People choose to refinance for a wide variety of reasons. People often refinance to take advantage of lower interest rates, to move from a variable to a fixed rate mortgage, to combine several mortgages, to consolidate other debt or to finance renovations, education or investments.
If you've noticed that mortgage interest rates appear to be substantially lower than they were when you received your original fixed rate mortgage, you can take advantage of these lower rates with a new mortgage. Similarly, if the variable rates on your mortgage are high or if you are uncomfortable with the uncertainty of a variable rate mortgage, refinancing to a fixed rate mortgage can save you money and provide increased security.

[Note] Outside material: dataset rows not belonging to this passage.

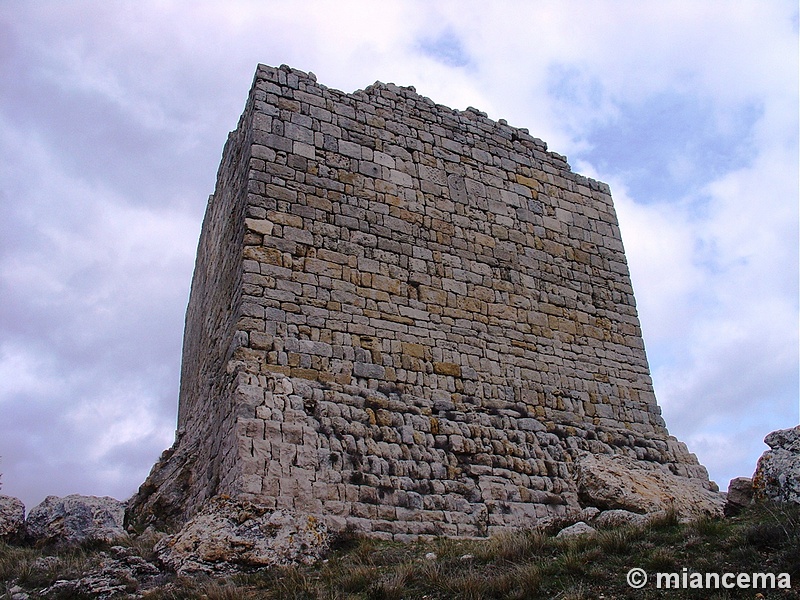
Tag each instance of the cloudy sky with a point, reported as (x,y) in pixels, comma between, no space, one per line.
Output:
(113,115)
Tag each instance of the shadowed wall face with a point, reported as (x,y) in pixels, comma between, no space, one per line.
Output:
(420,318)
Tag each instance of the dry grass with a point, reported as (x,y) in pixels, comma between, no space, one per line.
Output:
(515,566)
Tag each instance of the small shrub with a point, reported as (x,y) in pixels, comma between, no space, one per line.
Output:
(357,578)
(616,541)
(766,536)
(662,559)
(514,546)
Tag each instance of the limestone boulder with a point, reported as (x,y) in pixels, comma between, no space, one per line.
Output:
(76,519)
(115,574)
(617,482)
(777,475)
(12,518)
(609,519)
(740,494)
(233,535)
(578,529)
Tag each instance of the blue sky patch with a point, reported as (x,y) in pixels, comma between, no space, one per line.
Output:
(671,145)
(446,49)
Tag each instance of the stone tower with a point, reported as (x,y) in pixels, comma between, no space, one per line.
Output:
(406,319)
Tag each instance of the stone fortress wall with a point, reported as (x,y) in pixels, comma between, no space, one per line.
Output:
(405,319)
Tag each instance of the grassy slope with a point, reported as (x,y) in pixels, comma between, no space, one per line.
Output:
(519,565)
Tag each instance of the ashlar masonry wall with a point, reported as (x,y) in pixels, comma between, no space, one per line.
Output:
(405,319)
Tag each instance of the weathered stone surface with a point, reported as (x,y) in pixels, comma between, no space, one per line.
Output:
(578,529)
(619,482)
(75,519)
(777,475)
(12,518)
(739,495)
(229,536)
(120,573)
(405,319)
(619,518)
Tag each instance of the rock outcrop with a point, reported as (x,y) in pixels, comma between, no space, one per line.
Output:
(12,518)
(120,573)
(777,475)
(740,495)
(73,520)
(618,482)
(230,535)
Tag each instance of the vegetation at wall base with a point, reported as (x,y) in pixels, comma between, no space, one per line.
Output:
(523,565)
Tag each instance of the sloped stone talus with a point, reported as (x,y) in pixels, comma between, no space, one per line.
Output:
(404,318)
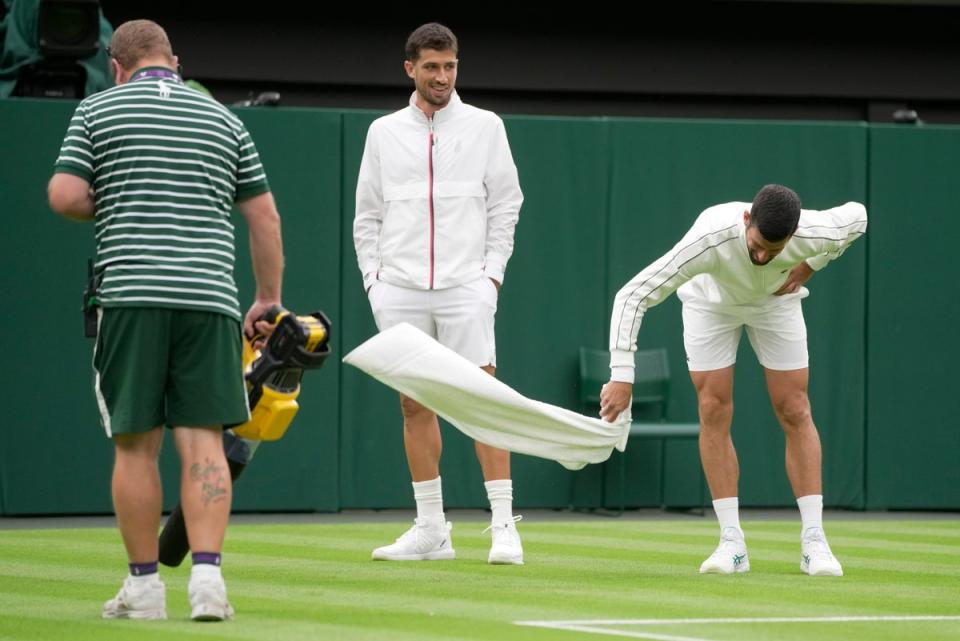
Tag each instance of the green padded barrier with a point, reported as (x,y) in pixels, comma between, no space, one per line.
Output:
(913,409)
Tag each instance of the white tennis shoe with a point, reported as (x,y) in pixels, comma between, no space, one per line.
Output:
(428,540)
(730,557)
(505,548)
(816,559)
(138,599)
(208,595)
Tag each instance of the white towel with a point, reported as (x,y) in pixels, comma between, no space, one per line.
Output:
(480,406)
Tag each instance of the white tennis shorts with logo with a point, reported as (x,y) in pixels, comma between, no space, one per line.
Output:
(460,318)
(775,327)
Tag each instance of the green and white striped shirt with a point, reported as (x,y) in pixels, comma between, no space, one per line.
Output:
(166,163)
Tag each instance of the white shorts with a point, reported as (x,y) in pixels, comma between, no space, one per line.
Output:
(460,318)
(776,331)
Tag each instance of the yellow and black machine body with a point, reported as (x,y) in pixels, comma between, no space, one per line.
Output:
(273,374)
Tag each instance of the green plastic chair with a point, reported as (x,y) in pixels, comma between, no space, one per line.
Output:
(651,392)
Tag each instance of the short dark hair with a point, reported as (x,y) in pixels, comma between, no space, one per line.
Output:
(775,212)
(137,40)
(432,35)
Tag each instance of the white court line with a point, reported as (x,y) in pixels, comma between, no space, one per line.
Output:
(590,625)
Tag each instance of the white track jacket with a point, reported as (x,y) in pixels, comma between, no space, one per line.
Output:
(713,266)
(437,198)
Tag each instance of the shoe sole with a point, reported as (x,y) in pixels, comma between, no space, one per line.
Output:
(743,567)
(440,555)
(505,560)
(204,614)
(820,573)
(146,615)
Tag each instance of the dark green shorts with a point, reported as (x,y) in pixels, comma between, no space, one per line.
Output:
(172,367)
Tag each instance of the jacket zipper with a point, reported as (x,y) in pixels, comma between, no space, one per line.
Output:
(430,195)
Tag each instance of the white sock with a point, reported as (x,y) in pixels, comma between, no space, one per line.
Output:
(429,497)
(811,511)
(728,513)
(500,493)
(143,579)
(206,571)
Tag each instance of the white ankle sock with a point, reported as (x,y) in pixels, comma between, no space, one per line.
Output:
(144,579)
(811,511)
(728,513)
(205,571)
(500,494)
(429,497)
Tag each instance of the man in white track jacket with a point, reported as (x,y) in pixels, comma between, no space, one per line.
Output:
(743,265)
(437,201)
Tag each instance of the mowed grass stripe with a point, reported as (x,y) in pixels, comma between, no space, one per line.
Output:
(316,581)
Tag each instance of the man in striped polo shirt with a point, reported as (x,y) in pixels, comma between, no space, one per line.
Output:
(157,166)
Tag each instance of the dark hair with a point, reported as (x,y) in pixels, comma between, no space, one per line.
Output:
(775,212)
(432,35)
(137,40)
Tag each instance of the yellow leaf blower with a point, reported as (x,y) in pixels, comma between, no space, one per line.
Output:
(272,376)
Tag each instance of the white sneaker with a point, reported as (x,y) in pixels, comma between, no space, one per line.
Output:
(505,548)
(730,556)
(428,540)
(816,559)
(138,599)
(208,597)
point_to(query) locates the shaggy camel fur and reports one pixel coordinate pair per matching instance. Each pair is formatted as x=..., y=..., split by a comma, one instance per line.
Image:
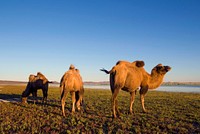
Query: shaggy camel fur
x=132, y=76
x=72, y=82
x=36, y=82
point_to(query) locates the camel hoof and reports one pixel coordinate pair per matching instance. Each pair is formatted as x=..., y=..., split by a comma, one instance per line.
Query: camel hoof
x=145, y=111
x=131, y=112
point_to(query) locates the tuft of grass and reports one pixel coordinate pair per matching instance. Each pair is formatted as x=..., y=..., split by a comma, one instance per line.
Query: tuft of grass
x=167, y=113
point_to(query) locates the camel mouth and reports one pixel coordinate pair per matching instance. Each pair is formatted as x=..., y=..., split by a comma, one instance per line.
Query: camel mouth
x=167, y=68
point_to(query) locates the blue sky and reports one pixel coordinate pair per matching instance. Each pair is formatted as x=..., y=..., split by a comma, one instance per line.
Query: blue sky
x=49, y=35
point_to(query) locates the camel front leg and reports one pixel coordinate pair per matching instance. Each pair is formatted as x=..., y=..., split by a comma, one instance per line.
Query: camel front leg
x=63, y=98
x=143, y=92
x=73, y=101
x=34, y=97
x=114, y=107
x=132, y=99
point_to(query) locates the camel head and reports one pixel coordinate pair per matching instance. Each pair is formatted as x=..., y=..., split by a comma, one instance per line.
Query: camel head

In the same vein, combining two mortgages can make managing your money more simple and may even reduce your rates.
In addition to improving the terms on your current mortgage, a refinanced mortgage can help you consolidate other, unsecured debt such as credit card debt. As unsecured debt tends to have substantially higher rates than a secured debt like a mortgage, consolidating your debt can make the process of paying of your consumer debt quickly a much easier process.
Finally, you can refinance your mortgage to cover a larger portion of your home's worth in order to finance your children's education, buy property investments or to finance renovations on your home. This can be a particularly good option if you have built up substantial equity in your home.
Am I Eligible to Refinance?
There are two major factors that affect your ability to refinance: the current worth of your home and your credit score. If your home has declined in value since you bought it, it is highly unlikely that you will be able to refinance. Not to mention, most of the benefits of refinancing come from using your home's increased equity. As with any other loan, poor credit can adversely affect your mortgage's rates and even your ability to refinance. If your credit score has decreased since your original mortgage, you may encounter difficulties.
What's the Next Step?
If you're interested in refinancing your home, you'll want to compare rates between lenders to decide which one will provide the best refinance option for you. You may want to begin by getting refinance information from your current lender, as they are already familiar with the details of your mortgage. Using their quoted rate as your base line, you can then compare rates from other lenders.